Author: Donald K. Jonas, Ph.D.
Executive Director, Care Ring
Rather than tinker on the edges of our health care system in search of small improvements, North Carolina is on the cusp of a “big bang” transformation of how we provide health care to people with limited resources.
Described in a recent New York Times article as “one of the country’s most ambitious efforts” to transform health care, the way we pay for and provide health care services in North Carolina is about to radically change. North Carolina is embarking on what NC Department of Health and Human Services Secretary Dr. Mandy Cohen describes as “the largest change in the history of our Medicaid program.”
In the next year North Carolina will test new models of care, including starting a $650 million pilot program, Healthy Opportunities, which will allow regions across the state to experiment with entirely new ways to improve health and wellness.
The first wave of change will be felt directly by our low-income neighbors. Over the course of the next few months 1.5 million North Carolinians receiving Medicaid services (which includes upwards of 80,000 people in Mecklenburg County) will enter a new system of care.
In this new system, the state will continue to have oversight responsibilities for Medicaid, but they will delegate the direct management of health services as well as the financial risks of serving low-income residents to managed care companies operating across multiple regions.
Managed care companies will offer a variety of options to entice beneficiaries to join their network. All health plans will be required to offer the same suite of basic clinical services such as coverage for office visits and blood tests. But plans will be able to offer Medicaid recipients services far beyond basic health insurance coverage, including:
- Uber or Lyft rides to grocery stores
- Gift cards to purchase school supplies or to take GED exam practice courses
- YMCA memberships
- Boy Scouts and Girl Scouts membership
Are we ready?
In early October, individuals currently eligible for Medicaid in North Carolina will be mailed information on enrolling in a managed care plan. By the middle of December they will need to have chosen a Medicaid plan, or a plan will be selected for them at that time.
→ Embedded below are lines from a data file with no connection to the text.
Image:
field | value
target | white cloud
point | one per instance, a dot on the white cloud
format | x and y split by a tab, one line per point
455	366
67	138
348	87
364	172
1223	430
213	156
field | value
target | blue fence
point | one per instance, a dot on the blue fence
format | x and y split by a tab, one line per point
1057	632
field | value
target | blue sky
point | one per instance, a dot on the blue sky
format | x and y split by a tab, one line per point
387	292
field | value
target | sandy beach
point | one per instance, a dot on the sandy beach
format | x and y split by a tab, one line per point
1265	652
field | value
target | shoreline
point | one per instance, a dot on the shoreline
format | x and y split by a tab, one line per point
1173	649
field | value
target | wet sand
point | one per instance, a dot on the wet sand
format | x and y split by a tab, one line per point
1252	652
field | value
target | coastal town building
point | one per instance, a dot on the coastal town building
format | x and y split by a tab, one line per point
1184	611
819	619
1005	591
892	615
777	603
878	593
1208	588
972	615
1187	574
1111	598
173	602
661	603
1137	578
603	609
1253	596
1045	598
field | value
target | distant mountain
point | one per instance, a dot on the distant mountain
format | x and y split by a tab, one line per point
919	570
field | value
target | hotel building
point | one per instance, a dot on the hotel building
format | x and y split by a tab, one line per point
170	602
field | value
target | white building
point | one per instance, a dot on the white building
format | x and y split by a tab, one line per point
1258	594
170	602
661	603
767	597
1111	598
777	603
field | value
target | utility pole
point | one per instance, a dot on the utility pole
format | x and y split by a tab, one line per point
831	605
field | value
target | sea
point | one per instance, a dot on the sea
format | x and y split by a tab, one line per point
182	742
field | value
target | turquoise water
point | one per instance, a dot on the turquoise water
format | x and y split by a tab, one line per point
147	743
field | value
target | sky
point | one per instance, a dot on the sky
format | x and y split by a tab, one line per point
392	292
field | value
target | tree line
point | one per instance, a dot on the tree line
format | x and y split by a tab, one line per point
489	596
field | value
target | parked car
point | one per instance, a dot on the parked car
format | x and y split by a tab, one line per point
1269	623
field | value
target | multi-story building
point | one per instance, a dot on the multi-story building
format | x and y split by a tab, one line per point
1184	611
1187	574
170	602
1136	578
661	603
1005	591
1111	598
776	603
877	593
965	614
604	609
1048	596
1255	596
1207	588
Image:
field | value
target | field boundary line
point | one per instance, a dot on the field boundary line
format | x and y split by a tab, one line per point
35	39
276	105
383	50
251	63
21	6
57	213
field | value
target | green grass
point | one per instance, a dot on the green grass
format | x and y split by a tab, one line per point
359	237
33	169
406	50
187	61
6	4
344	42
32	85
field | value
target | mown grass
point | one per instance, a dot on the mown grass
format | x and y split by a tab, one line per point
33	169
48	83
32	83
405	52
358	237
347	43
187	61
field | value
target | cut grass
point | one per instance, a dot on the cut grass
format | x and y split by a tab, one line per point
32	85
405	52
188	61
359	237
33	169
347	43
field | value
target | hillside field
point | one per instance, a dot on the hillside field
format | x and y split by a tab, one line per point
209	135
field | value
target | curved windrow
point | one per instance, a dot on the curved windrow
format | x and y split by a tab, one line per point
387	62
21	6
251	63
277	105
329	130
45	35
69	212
While there are a host of potential benefits from this shift, including the prospect of reducing taxpayer exposure to future Medicaid costs by capping the annual amount of funds the NC General Assembly sets aside for Medicaid, there are also a host of potential pitfalls.
Medicaid beneficiaries have experience working with case managers for their primary care needs through the Community Care of North Carolina program, but now they must navigate a new managed care system with unfamiliar gatekeepers coordinating their care.
And if the experience of other states that have shifted Medicaid to a managed care system is a useful guide, there is the potential that private insurers may deny some services in an effort to hold down costs.
Some insurers may not stay for the long haul. Iowa shifted their Medicaid services to private managed care three years ago. When one of the major providers recently dropped out the program, families reliant on Medicaid were left feeling helpless and uncertain of how to get care.
The ripple effect of North Carolina’s health care big bang will reach far beyond the health care sector, touching many businesses and hundreds of thousands of residents.
In the coming months, Care Ring will hold community events and town hall meetings and share widely what we are learning about this transformation to help Medicaid beneficiaries, provider networks, and interested residents understand and adapt to this major change in health care.
Donald K. Jonas, Ph.D is Executive Director of Care Ring. Care Ring’s Medicaid Transformation Education and Engagement Initiative is supported by a grant from the Kate B. Reynolds Charitable Trust.